I believe I said, "That's weird," although it may have been something more nebulous, like "Huh" or "Hmm." Ostensibly, I was talking to myself, but my goal was to prod a reaction from my wife, stretched out on the couch and feeding her masochistic tendencies by scrolling through Facebook on her phone.

When she didn't respond, I tried the more direct approach.

"Did you move the candle?" I said.

"What candle?" was her response.

"The candle that was on top of the fireplace."

"Is it not there?" she asked.

I checked again just to ensure the thing hadn't hidden itself from view. It hadn't.

"No," I said.

"There's a candle in the bedroom," she told me, although I already knew that.

"Yeah," I said, growing more frustrated and perplexed as I searched the mantel for a third time. "There were two of them. I put one in the bedroom and one out here. Remember?"
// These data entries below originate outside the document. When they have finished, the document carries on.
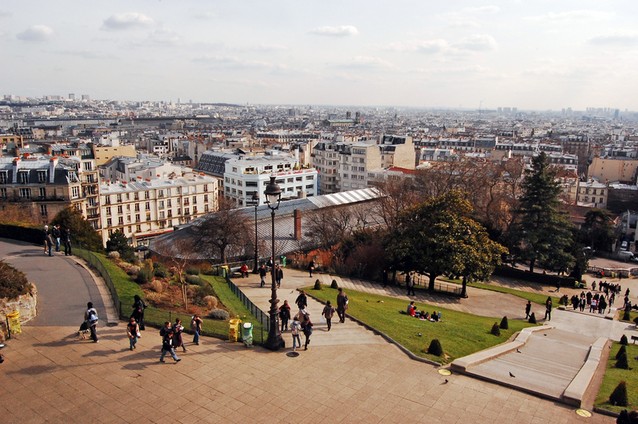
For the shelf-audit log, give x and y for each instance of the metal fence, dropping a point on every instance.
(96, 264)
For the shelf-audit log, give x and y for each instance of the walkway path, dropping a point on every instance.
(50, 376)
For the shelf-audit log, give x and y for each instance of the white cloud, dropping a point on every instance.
(124, 21)
(36, 33)
(482, 9)
(336, 31)
(477, 42)
(572, 16)
(619, 39)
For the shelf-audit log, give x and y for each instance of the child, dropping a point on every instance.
(295, 328)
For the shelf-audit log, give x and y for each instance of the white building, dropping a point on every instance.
(247, 175)
(152, 206)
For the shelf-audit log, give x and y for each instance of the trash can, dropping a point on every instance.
(13, 321)
(233, 330)
(247, 333)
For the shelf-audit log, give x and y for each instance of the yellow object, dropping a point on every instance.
(14, 322)
(233, 330)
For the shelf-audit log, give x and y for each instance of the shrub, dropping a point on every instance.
(219, 314)
(495, 330)
(211, 301)
(192, 271)
(157, 286)
(619, 396)
(144, 276)
(621, 362)
(532, 318)
(621, 351)
(13, 283)
(504, 324)
(192, 279)
(435, 348)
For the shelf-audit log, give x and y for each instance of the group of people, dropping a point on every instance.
(54, 237)
(301, 322)
(423, 315)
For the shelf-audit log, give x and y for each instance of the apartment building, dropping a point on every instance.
(46, 185)
(246, 175)
(144, 208)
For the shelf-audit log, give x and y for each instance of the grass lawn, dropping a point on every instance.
(126, 288)
(459, 333)
(534, 297)
(614, 375)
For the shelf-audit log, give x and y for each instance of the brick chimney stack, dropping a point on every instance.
(297, 217)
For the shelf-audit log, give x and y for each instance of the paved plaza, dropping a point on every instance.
(348, 374)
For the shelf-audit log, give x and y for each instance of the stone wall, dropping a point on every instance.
(25, 304)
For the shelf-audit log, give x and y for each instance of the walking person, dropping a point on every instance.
(178, 330)
(311, 267)
(328, 312)
(66, 238)
(196, 326)
(302, 300)
(410, 284)
(55, 232)
(284, 315)
(295, 329)
(133, 332)
(262, 275)
(167, 346)
(342, 305)
(138, 311)
(548, 309)
(279, 275)
(91, 318)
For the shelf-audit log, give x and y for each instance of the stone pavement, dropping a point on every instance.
(50, 376)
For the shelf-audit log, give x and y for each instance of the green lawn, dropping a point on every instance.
(459, 333)
(614, 375)
(126, 288)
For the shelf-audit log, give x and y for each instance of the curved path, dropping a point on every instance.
(50, 376)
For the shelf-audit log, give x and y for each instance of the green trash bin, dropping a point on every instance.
(247, 333)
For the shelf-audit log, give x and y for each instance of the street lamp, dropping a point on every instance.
(255, 200)
(273, 197)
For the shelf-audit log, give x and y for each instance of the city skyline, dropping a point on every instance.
(545, 55)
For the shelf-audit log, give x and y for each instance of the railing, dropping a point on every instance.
(96, 264)
(262, 317)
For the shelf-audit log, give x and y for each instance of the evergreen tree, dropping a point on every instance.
(543, 233)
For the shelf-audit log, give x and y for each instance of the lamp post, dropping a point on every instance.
(274, 341)
(255, 200)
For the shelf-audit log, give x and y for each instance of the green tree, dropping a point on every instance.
(438, 237)
(542, 234)
(82, 232)
(118, 242)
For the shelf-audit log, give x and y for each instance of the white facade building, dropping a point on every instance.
(152, 206)
(247, 175)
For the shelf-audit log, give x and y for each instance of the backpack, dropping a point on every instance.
(92, 316)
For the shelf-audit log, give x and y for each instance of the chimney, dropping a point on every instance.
(297, 218)
(53, 162)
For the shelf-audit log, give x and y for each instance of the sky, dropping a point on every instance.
(533, 54)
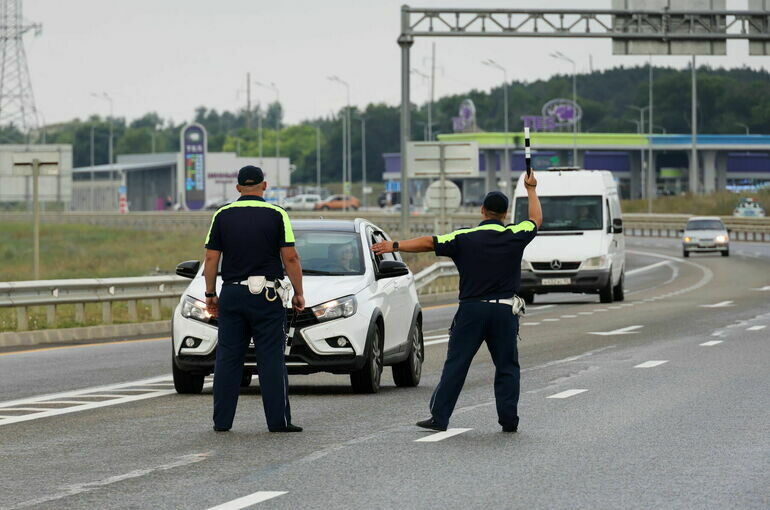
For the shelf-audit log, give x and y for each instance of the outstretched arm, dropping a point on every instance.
(416, 245)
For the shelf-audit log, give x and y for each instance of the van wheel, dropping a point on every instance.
(407, 373)
(617, 291)
(185, 382)
(605, 293)
(367, 380)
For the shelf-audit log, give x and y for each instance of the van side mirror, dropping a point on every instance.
(392, 269)
(188, 268)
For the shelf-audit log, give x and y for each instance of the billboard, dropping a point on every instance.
(193, 143)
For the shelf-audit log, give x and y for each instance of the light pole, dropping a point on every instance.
(272, 87)
(506, 162)
(347, 166)
(561, 56)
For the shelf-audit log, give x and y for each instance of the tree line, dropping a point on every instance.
(729, 101)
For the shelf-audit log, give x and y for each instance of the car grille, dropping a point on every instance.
(546, 266)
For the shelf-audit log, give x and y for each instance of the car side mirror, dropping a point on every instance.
(188, 268)
(392, 269)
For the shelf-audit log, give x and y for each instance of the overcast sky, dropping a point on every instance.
(171, 56)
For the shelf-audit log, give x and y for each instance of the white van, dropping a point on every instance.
(580, 245)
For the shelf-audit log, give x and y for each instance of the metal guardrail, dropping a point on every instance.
(52, 294)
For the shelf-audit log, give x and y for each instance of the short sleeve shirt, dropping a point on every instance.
(488, 257)
(250, 234)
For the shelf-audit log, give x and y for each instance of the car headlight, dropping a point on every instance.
(334, 309)
(195, 309)
(595, 262)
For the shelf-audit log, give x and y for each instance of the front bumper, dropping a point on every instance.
(310, 351)
(585, 281)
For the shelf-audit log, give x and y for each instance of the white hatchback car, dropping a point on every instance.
(361, 313)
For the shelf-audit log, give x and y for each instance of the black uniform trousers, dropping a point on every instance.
(474, 323)
(243, 315)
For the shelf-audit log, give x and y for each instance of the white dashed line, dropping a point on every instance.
(567, 394)
(440, 436)
(652, 363)
(246, 501)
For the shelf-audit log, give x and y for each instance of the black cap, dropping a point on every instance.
(250, 175)
(496, 201)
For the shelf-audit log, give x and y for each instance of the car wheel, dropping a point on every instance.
(185, 382)
(618, 293)
(367, 380)
(407, 373)
(605, 293)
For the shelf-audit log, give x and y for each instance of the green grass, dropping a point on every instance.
(718, 204)
(85, 251)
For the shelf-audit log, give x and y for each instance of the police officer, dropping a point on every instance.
(488, 258)
(253, 237)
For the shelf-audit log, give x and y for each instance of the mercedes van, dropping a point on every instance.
(580, 245)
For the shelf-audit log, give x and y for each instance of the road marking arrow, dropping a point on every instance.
(721, 304)
(628, 330)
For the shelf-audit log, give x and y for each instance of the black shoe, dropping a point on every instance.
(430, 424)
(288, 428)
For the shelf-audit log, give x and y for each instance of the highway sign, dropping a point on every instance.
(450, 196)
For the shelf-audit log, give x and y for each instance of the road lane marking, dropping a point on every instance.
(79, 346)
(80, 488)
(440, 436)
(628, 330)
(721, 304)
(246, 501)
(567, 394)
(651, 363)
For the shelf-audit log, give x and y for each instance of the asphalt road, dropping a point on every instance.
(660, 401)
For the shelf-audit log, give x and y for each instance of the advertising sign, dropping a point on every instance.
(193, 144)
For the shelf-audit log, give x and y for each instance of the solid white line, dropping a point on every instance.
(567, 394)
(650, 364)
(440, 435)
(80, 488)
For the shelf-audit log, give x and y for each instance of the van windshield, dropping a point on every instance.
(564, 213)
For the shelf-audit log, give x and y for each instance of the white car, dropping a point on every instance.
(704, 234)
(305, 202)
(361, 313)
(580, 246)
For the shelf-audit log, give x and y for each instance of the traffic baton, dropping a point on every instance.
(527, 153)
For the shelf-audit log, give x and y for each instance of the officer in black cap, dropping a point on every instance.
(254, 240)
(488, 258)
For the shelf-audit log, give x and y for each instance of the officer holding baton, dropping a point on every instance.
(488, 258)
(255, 241)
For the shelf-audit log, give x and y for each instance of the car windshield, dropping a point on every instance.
(329, 253)
(565, 213)
(705, 225)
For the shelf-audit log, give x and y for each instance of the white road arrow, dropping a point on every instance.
(721, 304)
(628, 330)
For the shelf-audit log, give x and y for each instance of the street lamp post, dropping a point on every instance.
(561, 56)
(506, 159)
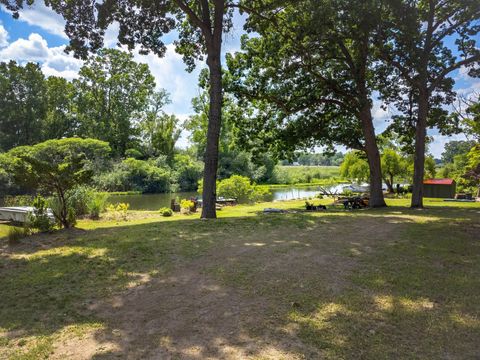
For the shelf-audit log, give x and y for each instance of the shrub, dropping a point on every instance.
(187, 206)
(97, 205)
(135, 175)
(79, 199)
(40, 219)
(120, 210)
(15, 234)
(239, 187)
(66, 220)
(167, 212)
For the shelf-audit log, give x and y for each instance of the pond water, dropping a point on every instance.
(156, 201)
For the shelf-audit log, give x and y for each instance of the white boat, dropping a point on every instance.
(357, 188)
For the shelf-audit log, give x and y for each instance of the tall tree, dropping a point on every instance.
(22, 103)
(393, 165)
(112, 89)
(310, 75)
(200, 25)
(160, 131)
(55, 167)
(416, 43)
(61, 118)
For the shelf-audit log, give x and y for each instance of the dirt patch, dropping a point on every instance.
(231, 303)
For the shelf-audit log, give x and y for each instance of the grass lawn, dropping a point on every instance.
(368, 284)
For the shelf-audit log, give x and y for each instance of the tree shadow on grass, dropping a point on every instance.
(234, 287)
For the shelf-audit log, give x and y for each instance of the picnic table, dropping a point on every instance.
(354, 202)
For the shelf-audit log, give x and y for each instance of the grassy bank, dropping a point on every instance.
(388, 283)
(307, 174)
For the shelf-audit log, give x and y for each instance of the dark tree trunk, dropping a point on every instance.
(389, 184)
(373, 155)
(419, 156)
(213, 134)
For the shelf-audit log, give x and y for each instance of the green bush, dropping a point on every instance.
(40, 219)
(120, 210)
(239, 187)
(166, 212)
(79, 199)
(187, 173)
(56, 206)
(187, 206)
(135, 175)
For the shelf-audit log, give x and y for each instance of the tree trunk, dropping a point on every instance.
(213, 134)
(419, 156)
(373, 155)
(389, 183)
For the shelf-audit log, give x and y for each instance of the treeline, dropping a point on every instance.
(315, 159)
(115, 100)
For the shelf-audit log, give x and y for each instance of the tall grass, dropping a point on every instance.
(307, 174)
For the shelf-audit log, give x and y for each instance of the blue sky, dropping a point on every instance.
(38, 36)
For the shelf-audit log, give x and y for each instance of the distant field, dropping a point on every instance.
(331, 284)
(306, 174)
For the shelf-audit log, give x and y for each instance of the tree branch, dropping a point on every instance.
(449, 69)
(193, 17)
"Not really," she said. "But if you did, it's got to be somewhere."

"Yeah," I said, scanning every other shelf in the living room and then dropping to the floor to see if it had somehow inexplicably fallen and rolled under our furniture. "It's got to be somewhere."

Turns out, that's not strictly true. Unless, of course, "somewhere" isn't restricted to locations within our house. Because a thorough, 10-minute search of the place may have revealed my need to straighten up more frequently, but no candle.

"Maybe someone walked off with it during Arlie's birthday party," I hypothesized upon my return to the living room and another fruitless search of the mantel. "There were a lot of people coming and going."

"Why would someone take that?" she said.

"I don't know where else it could be. It's just gone."

"Glitch in the matrix," she said.

"A glitch in the matrix," she repeated, then explained that some people rationalize mysterious disappearances and other mundane but mysterious changes in what they believe to be true as something akin to scratches in the vinyl record of reality. Sometimes, when the needle hits these marks, the music skips, then resumes in a slightly different place.

"So, a blip in reality has caused our candle to disappear?" I said.

"Could be," she said, and then, "Why don't you just get the candle from the bedroom and move it out here?"

A few moments later, I returned from the bedroom and placed the glass-enclosed candle on the mantel where I know for certain its twin had been just days before. I flicked a match alight and set the wick to burning. I stood there for a few silent moments and watched the flame dance.

"Where could that candle be?" I said to no one in particular.

"Maybe it'll turn up," she said, clearly unconcerned by the potential deviation in our understood reality.

"Yeah," I said. "Maybe."

But as the overpowering scent of something that smelled nothing like dead fish or bear droppings filled my nose, I couldn't help but wonder if that was true.